Bundesgerichtshof, Urteil vom 02.07.2025
Worum ging es?
Im Januar 2016 schloss der Erblasser mit seinem Hausarzt und mit der ihn pflegenden Beklagten sowie deren Tochter einen „Betreuungs-, Versorgungs- und Erbvertrag“ notariell ab. In diesem Vertrag wurde der Hausarzt dazu verpflichtet, verschiedenste ärztliche Leistungen zu erbringen (z.B. medizinische Beratung und Behandlung, Hausbesuche, telefonische Erreichbarkeit, Betreuungsleistungen im häuslichen Bereich). Im Gegenzug soll der Arzt bei Versterben des Erblassers das Eigentum an einem Grundstück erhalten. In einem notariellen Testament verfügte der Erblasser darüber hinaus, dass das im o.g. Vertrag nicht genannte Vermögen allein die pflegende Beklagte erben soll.

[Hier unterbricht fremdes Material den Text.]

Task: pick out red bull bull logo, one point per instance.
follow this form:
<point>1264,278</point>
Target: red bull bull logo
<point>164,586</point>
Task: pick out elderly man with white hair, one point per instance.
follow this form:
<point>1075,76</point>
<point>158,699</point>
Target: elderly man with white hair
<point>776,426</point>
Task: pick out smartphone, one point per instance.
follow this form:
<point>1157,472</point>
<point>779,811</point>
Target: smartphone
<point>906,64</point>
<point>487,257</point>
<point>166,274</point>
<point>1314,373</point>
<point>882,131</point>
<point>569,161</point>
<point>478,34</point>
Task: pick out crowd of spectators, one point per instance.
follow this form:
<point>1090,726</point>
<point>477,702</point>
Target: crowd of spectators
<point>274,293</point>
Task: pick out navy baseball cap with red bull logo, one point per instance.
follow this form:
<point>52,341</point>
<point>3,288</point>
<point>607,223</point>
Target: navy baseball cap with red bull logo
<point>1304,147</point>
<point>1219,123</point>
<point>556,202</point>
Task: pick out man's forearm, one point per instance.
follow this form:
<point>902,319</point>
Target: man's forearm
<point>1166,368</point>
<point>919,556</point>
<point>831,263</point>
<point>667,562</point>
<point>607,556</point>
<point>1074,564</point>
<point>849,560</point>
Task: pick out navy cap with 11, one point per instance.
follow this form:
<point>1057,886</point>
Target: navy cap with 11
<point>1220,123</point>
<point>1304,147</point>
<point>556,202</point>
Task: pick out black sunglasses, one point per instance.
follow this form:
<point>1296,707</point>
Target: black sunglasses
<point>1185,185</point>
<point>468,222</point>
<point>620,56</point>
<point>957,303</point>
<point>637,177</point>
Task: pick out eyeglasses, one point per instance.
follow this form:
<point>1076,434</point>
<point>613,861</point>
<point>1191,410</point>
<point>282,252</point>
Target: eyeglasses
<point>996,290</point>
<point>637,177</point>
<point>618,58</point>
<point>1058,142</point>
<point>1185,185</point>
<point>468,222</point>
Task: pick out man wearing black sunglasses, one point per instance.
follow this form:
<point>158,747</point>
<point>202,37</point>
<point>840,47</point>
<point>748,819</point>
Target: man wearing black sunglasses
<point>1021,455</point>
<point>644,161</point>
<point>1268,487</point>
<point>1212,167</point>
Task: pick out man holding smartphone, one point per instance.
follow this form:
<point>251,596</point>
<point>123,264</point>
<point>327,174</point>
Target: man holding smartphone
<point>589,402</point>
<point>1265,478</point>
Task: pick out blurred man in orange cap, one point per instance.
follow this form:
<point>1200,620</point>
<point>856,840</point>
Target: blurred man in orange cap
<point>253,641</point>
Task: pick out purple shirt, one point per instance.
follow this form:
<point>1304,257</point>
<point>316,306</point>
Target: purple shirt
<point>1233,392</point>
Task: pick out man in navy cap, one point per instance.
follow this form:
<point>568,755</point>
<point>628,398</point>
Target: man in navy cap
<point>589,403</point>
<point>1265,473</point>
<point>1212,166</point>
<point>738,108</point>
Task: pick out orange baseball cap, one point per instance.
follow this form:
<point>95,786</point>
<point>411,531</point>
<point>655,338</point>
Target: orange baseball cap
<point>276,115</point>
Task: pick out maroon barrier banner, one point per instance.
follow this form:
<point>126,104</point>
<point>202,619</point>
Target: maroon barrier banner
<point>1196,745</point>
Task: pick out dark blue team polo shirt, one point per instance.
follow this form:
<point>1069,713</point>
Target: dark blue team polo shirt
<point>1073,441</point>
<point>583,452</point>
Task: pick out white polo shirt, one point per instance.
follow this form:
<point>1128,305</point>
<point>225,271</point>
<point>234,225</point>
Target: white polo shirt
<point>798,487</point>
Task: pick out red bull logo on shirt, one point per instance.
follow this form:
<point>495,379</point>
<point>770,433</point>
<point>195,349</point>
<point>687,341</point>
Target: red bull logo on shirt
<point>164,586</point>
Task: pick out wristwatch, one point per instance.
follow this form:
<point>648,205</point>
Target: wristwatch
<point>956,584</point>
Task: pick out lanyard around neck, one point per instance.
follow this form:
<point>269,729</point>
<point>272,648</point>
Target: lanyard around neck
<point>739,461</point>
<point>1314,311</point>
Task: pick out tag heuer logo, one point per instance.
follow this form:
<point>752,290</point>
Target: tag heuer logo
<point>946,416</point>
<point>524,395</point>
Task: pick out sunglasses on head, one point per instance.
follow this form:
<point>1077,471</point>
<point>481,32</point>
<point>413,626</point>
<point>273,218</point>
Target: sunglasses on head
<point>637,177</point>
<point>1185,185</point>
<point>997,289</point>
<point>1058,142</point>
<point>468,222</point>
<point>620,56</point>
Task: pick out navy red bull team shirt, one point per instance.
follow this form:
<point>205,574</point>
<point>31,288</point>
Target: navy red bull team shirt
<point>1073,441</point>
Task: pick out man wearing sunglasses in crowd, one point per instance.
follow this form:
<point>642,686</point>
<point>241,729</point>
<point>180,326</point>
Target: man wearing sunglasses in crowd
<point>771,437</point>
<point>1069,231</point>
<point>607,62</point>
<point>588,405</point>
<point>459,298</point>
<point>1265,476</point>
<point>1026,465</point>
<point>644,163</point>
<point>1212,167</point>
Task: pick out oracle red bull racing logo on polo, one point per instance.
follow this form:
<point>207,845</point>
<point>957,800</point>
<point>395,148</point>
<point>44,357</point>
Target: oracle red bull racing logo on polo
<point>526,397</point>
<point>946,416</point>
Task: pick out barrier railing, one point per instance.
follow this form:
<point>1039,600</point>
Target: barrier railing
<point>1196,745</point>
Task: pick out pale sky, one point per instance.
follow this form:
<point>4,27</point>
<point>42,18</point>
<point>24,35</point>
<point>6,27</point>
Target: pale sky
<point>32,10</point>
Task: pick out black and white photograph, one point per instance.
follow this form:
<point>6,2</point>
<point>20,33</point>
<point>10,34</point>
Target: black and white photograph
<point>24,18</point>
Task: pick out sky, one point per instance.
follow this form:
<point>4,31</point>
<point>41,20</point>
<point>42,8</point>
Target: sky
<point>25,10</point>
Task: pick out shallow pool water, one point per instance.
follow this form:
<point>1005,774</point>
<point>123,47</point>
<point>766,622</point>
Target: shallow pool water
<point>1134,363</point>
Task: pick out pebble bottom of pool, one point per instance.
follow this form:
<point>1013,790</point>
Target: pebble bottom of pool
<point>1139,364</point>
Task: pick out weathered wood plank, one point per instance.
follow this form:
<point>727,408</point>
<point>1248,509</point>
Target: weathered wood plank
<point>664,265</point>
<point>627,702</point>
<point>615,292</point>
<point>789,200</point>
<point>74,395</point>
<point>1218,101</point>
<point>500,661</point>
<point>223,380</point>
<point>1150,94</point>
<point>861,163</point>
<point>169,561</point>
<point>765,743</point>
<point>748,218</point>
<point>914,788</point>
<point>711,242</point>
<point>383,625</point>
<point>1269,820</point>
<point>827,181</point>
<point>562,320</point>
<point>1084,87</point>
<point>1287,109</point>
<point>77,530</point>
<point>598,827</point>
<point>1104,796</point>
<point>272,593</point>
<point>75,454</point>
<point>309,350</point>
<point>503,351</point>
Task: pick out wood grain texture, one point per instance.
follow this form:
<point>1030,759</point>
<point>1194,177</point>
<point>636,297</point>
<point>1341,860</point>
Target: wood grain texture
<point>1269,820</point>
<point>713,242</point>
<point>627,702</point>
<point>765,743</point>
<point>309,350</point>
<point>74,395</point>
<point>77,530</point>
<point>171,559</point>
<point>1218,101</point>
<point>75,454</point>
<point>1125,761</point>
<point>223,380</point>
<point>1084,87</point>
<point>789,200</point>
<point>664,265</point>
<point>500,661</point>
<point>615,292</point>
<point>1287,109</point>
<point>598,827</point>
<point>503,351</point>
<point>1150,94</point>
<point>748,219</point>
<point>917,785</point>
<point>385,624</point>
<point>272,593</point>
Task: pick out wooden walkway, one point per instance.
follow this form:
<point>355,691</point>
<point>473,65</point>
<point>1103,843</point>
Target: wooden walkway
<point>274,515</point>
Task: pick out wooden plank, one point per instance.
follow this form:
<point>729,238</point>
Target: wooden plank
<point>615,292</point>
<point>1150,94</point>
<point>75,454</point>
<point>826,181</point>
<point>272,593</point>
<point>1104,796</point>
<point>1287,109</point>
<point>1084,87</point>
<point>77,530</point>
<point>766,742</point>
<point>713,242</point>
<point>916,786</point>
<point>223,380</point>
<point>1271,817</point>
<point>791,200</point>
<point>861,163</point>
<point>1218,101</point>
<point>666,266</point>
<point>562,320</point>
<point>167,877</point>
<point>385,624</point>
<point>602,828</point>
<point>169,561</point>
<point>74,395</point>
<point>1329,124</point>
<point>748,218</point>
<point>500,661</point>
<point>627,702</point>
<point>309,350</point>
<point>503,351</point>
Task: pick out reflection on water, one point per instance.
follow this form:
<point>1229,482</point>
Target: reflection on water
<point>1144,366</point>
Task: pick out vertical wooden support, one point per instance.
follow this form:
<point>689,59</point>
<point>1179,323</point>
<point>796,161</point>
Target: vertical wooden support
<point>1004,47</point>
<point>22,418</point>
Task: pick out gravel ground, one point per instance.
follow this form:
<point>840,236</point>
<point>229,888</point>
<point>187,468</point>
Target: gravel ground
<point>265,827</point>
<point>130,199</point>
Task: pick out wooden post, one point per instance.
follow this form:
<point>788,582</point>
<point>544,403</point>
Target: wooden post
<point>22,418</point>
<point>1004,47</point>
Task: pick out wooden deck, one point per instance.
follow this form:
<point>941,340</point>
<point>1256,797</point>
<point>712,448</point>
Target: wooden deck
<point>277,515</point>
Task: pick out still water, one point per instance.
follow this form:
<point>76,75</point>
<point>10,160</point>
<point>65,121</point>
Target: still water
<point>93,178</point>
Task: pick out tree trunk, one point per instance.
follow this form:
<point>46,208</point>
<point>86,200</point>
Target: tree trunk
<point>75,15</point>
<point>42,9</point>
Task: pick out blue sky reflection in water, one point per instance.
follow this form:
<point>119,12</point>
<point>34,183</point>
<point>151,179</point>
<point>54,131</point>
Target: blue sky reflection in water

Als der Erblasser im Januar 2018 verstarb, nahm die Beklagte den Nachlass vollständig in Besitz. Im Dezember 2019 wurde allerdings über das Vermögen des Hausarztes ein Insolvenzverfahren eröffnet. Der Insolvenzverwalter klagte nun auf Übertragung des dem Arzt zugewandten Grundstücks an die Insolvenzmasse.
Das Landgericht hat die Klage abgewiesen. Auch die Berufung des Klägers hatte keinen Erfolg. Der Kläger kann laut Oberlandesgericht (OLG) aus dem Vermächtnis keinen Anspruch gem. § 2174 BGB herleiten, da eine Unwirksamkeit nach den §§ 134, 2171 Abs. 1 BGB wegen Verstoßes gegen ein gesetzliches Verbot –§ 32 Abs. 1 Satz 1 der Berufsordnung der örtlich zuständigen Ärztekammer Westfalen-Lippe (BO-Ä) – vorliegt. Der Hausarzt hat sich mit dem Grundstück von einem Patienten nämlich einen Vorteil versprechen lassen.
Der Kläger verfolgt sein Klagebegehren anschließend weiter mit einer vom IV. Zivilsenat des Bundesgerichtshofs zugelassenen Revision.
Wie hat der Bundesgerichtshof (BGH) entschieden?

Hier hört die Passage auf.